A plane sound wave is traveling in a medium. In reference to frame A, its equation is $y = a\cos \left( {\omega t - kx} \right)$. Which to a frame B, moving with a constant velocity v in the direction of propagation of the wave, equation of the wave will be: -

A. $y = a\cos \left[ {\left( {\omega t + kv} \right)t - kx} \right]$
B. $y = - a\cos \left[ {\left( {\omega t - kv} \right)t - kx} \right]$
C. $y = a\cos \left[ {\left( {\omega t - kv} \right)t - kx} \right]$
D. $y = a\cos \left[ {\left( {\omega t - kv} \right)t + kx} \right]$

Answer 1

In this question equation of a wave is given now; it is being said that another frame which is in motion with a velocity v, so we need to find the changes in the wave equation due to the movement of the frame.

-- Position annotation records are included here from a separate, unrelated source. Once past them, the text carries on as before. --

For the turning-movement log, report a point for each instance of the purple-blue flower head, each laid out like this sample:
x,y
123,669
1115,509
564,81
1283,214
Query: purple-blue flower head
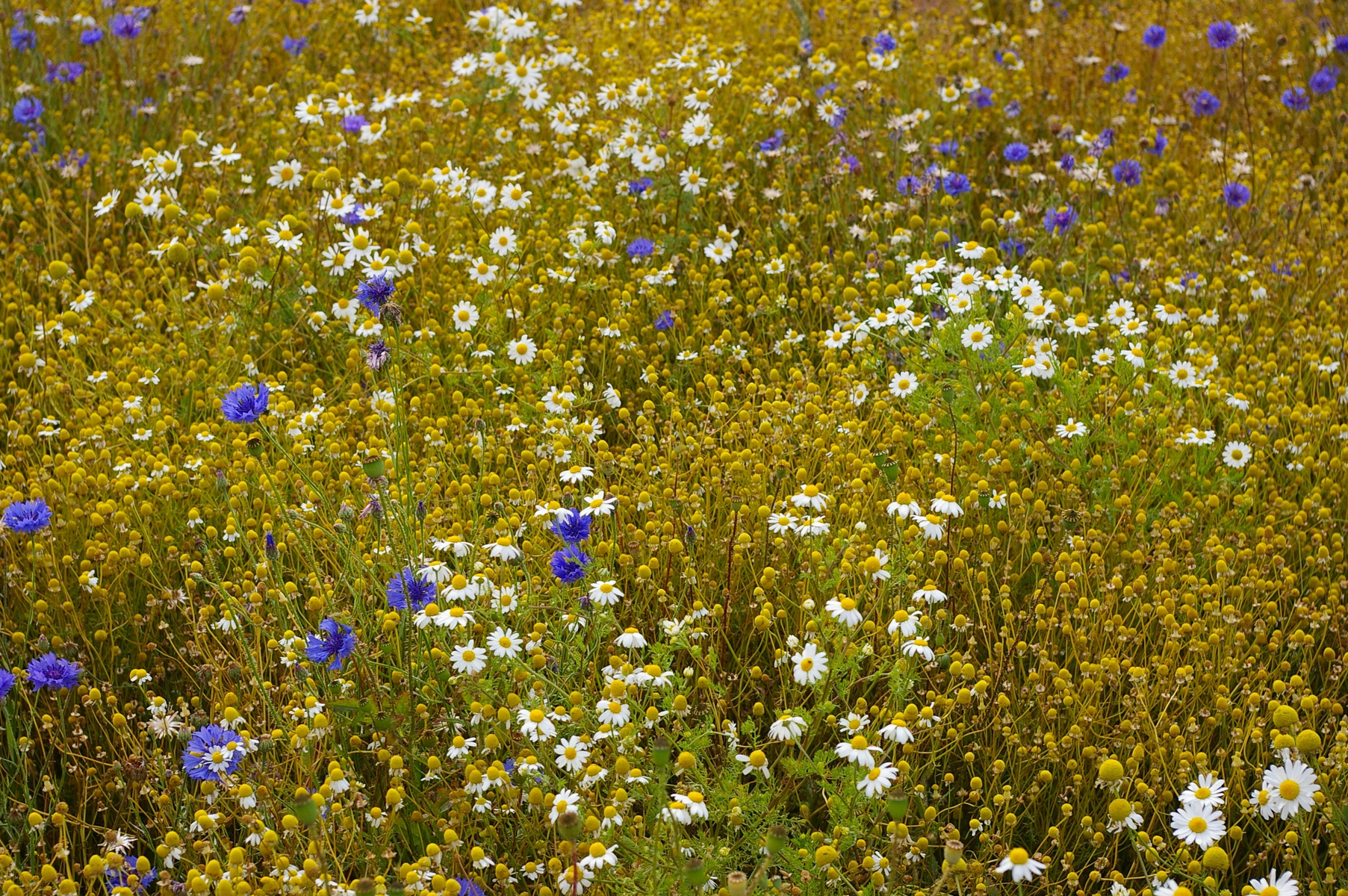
x,y
28,111
375,293
244,405
1222,35
409,592
378,355
63,72
1060,220
1115,73
124,26
773,142
53,673
1326,80
28,517
212,752
569,564
1205,104
572,527
332,644
1127,172
1235,194
22,40
122,876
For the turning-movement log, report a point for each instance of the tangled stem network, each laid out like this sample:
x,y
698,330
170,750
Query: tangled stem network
x,y
641,448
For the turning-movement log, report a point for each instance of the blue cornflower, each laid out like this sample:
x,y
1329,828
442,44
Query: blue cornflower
x,y
28,111
1296,99
378,355
63,72
22,40
409,591
124,26
212,752
1127,172
1326,80
907,185
1060,220
53,673
1222,35
1235,194
244,405
28,517
1115,73
572,527
375,293
569,564
1205,104
120,876
1102,143
837,117
332,644
470,887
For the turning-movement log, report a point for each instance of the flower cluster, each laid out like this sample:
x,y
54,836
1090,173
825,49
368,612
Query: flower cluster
x,y
643,447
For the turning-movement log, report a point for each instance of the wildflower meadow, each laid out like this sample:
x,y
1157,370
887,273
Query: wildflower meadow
x,y
650,447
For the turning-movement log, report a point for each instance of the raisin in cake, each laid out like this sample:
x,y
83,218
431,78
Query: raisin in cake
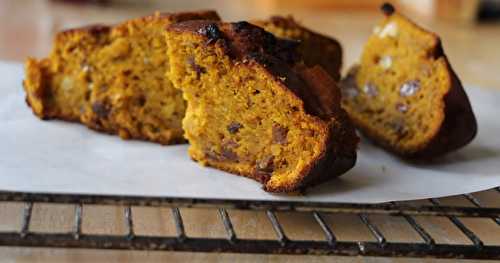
x,y
315,49
112,79
404,95
252,110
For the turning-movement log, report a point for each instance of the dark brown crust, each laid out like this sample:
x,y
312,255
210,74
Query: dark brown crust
x,y
331,57
254,47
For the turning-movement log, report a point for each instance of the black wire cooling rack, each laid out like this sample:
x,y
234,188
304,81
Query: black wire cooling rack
x,y
330,245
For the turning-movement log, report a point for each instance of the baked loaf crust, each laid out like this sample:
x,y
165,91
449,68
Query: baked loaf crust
x,y
404,95
112,79
253,110
315,48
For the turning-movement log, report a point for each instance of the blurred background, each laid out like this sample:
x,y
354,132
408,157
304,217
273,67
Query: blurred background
x,y
470,29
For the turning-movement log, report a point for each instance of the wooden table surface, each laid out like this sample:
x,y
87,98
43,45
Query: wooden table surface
x,y
26,29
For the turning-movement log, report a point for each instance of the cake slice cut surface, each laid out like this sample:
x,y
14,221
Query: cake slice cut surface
x,y
112,79
404,94
253,110
314,48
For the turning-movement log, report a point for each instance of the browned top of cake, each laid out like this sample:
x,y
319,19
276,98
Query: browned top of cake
x,y
246,43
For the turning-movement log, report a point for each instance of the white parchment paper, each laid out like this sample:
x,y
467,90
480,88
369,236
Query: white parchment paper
x,y
60,157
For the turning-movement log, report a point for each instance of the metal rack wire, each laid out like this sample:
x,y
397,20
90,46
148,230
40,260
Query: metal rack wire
x,y
381,246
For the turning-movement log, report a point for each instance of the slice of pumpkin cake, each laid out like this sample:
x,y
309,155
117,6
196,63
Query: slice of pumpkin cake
x,y
112,79
404,95
253,110
315,48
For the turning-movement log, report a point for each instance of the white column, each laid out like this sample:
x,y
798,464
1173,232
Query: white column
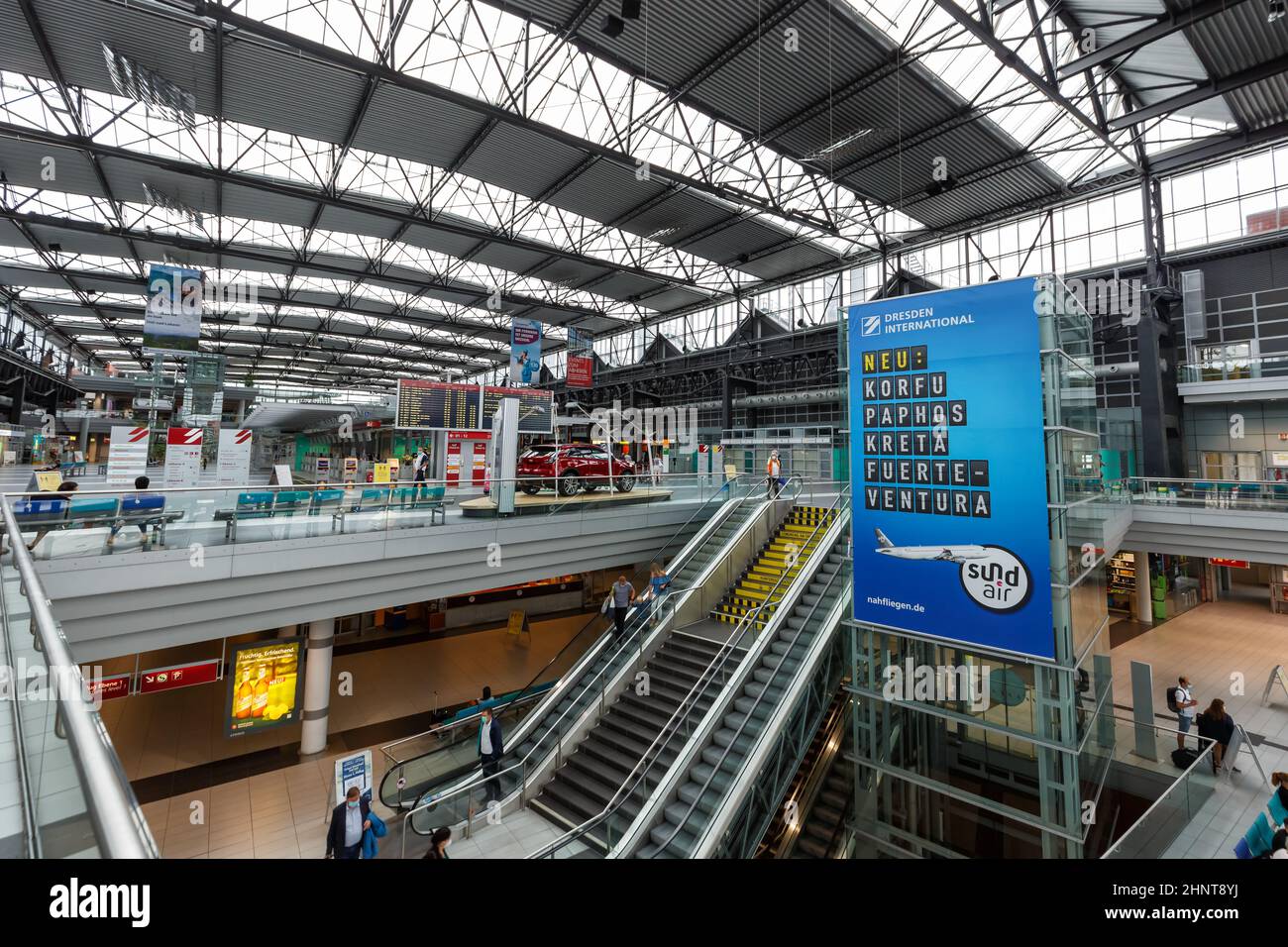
x,y
317,685
1144,595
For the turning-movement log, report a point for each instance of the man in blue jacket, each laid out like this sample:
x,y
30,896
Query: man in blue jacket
x,y
349,819
490,748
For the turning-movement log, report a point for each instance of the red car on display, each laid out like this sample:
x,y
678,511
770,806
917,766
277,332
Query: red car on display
x,y
574,468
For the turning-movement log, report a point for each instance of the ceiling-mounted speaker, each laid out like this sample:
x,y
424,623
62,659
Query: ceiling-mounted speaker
x,y
612,26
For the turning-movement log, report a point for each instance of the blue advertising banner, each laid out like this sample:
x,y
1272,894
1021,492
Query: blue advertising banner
x,y
171,321
948,467
524,351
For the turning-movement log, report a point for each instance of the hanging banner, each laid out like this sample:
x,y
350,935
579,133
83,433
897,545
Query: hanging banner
x,y
353,771
235,445
524,352
127,457
581,359
262,690
171,321
183,458
179,676
948,467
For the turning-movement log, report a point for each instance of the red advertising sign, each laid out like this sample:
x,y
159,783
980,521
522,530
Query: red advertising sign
x,y
107,688
580,371
179,676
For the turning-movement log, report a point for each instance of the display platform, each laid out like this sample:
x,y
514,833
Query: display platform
x,y
546,500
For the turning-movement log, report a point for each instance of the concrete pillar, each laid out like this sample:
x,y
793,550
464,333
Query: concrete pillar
x,y
1144,595
317,686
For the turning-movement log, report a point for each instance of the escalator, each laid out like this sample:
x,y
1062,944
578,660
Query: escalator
x,y
429,763
715,766
805,810
734,689
823,826
606,758
454,795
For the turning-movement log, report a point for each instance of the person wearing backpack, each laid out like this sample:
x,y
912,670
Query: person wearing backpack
x,y
1181,702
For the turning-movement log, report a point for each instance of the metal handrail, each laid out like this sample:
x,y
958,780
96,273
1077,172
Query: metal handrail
x,y
747,719
572,707
29,797
670,728
329,484
1158,801
119,825
549,664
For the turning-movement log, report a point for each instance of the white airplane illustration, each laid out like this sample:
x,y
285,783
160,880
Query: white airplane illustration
x,y
936,553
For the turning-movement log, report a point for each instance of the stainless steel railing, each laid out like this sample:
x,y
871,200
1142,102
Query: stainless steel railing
x,y
120,828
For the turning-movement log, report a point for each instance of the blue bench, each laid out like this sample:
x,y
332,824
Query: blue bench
x,y
147,509
420,499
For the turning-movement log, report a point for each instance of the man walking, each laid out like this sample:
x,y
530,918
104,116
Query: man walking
x,y
773,474
1185,705
490,746
349,819
622,592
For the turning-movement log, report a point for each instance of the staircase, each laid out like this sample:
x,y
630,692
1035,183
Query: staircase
x,y
684,819
589,779
782,556
831,805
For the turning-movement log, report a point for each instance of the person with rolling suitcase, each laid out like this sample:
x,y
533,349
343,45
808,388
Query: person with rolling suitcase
x,y
1180,701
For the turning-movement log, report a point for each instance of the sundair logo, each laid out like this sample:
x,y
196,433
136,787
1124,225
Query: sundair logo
x,y
75,899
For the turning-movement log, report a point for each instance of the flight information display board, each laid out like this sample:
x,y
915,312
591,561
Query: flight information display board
x,y
536,407
438,405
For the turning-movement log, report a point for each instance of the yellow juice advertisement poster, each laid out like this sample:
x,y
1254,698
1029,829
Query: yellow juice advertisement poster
x,y
265,685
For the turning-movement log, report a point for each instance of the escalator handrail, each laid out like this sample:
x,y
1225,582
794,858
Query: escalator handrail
x,y
809,783
756,703
627,641
671,727
644,615
523,692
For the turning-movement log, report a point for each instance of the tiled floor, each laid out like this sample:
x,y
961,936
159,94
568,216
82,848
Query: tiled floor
x,y
516,835
1228,650
284,813
160,733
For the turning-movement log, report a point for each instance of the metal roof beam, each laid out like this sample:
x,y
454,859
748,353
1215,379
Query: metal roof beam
x,y
1202,93
1160,26
1013,59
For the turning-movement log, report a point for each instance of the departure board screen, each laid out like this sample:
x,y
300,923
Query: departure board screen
x,y
438,405
536,414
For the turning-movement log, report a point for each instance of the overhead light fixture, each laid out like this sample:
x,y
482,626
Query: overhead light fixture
x,y
837,147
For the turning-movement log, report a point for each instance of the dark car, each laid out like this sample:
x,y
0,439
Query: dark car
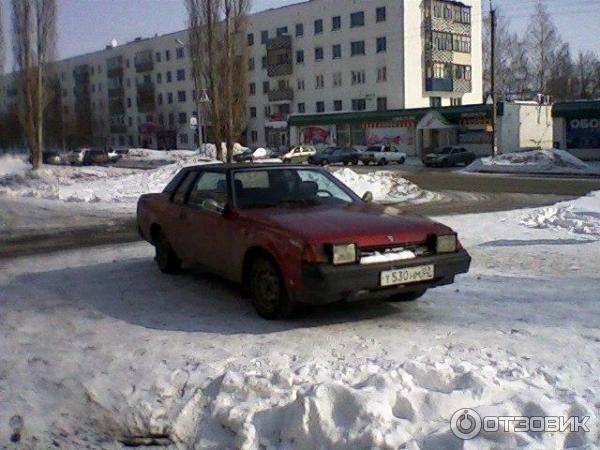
x,y
335,155
295,234
245,156
449,157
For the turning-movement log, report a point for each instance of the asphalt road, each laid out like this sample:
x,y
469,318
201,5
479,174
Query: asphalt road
x,y
462,194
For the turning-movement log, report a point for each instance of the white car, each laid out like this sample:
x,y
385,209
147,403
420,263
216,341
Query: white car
x,y
382,155
299,154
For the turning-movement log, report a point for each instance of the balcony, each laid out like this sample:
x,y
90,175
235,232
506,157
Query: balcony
x,y
281,95
116,92
439,85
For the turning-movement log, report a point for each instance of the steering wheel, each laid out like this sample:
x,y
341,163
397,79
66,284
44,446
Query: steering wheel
x,y
323,191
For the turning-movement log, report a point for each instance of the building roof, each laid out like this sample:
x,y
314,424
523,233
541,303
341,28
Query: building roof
x,y
450,112
577,110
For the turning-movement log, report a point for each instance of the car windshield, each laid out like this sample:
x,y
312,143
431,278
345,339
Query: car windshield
x,y
288,187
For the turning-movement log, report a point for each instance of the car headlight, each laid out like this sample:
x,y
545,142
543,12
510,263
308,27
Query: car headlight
x,y
445,243
343,254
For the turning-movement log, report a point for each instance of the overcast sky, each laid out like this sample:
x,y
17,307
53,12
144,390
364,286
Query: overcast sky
x,y
89,25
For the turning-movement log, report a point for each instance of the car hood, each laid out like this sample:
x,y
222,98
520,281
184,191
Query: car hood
x,y
367,225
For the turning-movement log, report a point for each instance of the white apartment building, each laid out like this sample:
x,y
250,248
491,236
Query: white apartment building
x,y
316,57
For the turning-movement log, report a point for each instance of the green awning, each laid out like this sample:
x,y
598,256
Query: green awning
x,y
577,110
359,117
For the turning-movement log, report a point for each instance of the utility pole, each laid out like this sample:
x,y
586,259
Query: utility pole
x,y
493,80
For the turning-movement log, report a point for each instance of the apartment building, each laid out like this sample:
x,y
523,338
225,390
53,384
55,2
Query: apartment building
x,y
316,57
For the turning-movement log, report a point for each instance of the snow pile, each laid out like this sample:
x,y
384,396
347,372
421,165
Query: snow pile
x,y
13,165
536,161
91,184
581,216
386,186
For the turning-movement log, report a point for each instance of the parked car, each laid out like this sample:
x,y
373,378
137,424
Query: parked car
x,y
294,234
335,155
449,157
245,156
382,155
299,154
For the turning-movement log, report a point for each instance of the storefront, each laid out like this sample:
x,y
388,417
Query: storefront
x,y
577,128
413,131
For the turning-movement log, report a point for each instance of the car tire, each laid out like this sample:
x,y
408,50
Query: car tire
x,y
405,297
166,259
268,292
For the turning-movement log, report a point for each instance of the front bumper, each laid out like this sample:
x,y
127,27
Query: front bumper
x,y
325,283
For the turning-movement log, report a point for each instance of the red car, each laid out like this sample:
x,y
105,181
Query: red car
x,y
295,234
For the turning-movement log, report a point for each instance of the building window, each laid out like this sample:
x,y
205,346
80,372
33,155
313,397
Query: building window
x,y
357,19
359,104
337,79
336,51
336,23
318,26
357,48
358,77
319,82
319,54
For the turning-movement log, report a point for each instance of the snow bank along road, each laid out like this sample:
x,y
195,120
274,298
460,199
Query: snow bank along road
x,y
98,350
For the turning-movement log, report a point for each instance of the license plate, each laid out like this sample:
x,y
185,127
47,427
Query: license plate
x,y
407,276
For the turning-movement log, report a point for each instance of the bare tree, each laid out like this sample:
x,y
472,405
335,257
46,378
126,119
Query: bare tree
x,y
34,40
218,49
543,40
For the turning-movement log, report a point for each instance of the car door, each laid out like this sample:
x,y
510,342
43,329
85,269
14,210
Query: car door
x,y
203,225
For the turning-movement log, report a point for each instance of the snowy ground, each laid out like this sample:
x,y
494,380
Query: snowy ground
x,y
534,162
98,349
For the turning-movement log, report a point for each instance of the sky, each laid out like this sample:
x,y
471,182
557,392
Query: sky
x,y
89,25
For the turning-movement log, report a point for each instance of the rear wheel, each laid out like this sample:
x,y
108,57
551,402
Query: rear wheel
x,y
407,296
166,259
268,291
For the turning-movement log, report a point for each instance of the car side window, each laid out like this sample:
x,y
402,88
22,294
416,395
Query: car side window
x,y
210,190
181,192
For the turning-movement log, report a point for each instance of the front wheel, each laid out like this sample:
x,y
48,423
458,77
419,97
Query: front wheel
x,y
269,295
166,259
407,296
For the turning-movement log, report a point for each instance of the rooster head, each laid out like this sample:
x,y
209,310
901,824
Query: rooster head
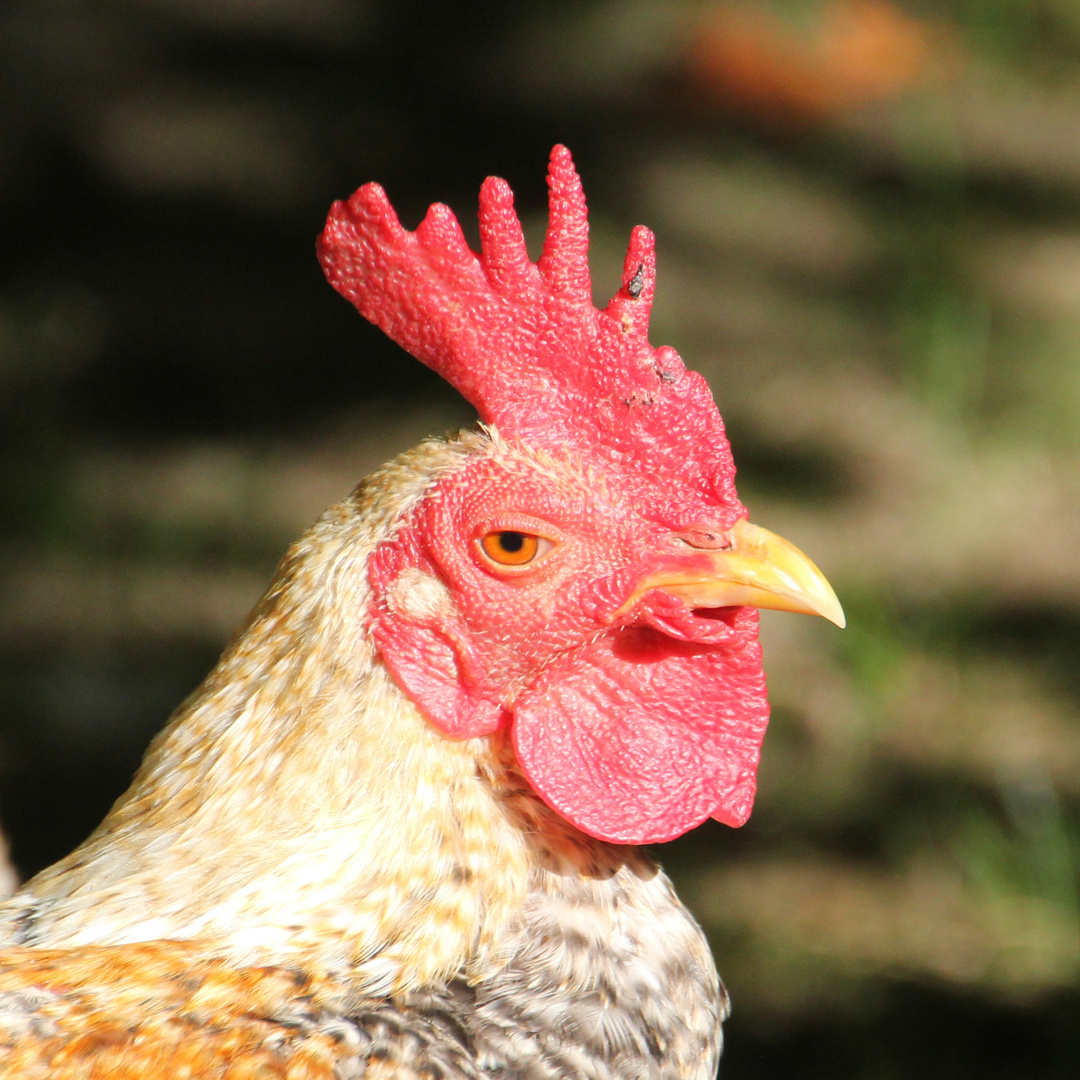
x,y
589,576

Complete step by step answer:
Given the velocity of the wave with reference to the frame A where the frame is constant, is given as
$y = a\cos \left( {\omega t - kx} \right) - - (i)$

Now for frame B here, the frame is also moving with the sound wave in the direction of propagation with a velocity v.
Here the wave and the frame both are moving in the same direction, so if we observe a point in the wave at time t, we get
$x' = x - vt - - (ii)$
Now, if we observe the wave moving with velocity v with frame A, we can write equation (ii) as
$x = x' + vt - - (iii)$
Now to find the equation of the wave for frame B, substitute equation (iii) in equation (i) to get the wave equation

$$y = a\cos \left( {\omega t - k\left( {x' + vt} \right)} \right) \\\ = a\cos \left( {\left( {\omega - kv} \right)t - kx'} \right) \\\ = a\cos \left( {\omega t - kvt - kx'} \right) \\\$$

Hence the equation of the wave in reference to frame B is
$y = a\cos \left( {\omega t - kvt - kx'} \right)$
Option (C) is correct.

Note: Students must note that when a particle and the reference are both moving in the same direction, then the relative velocity between them decreases, but when they are moving in a different direction, then the relative speed increases.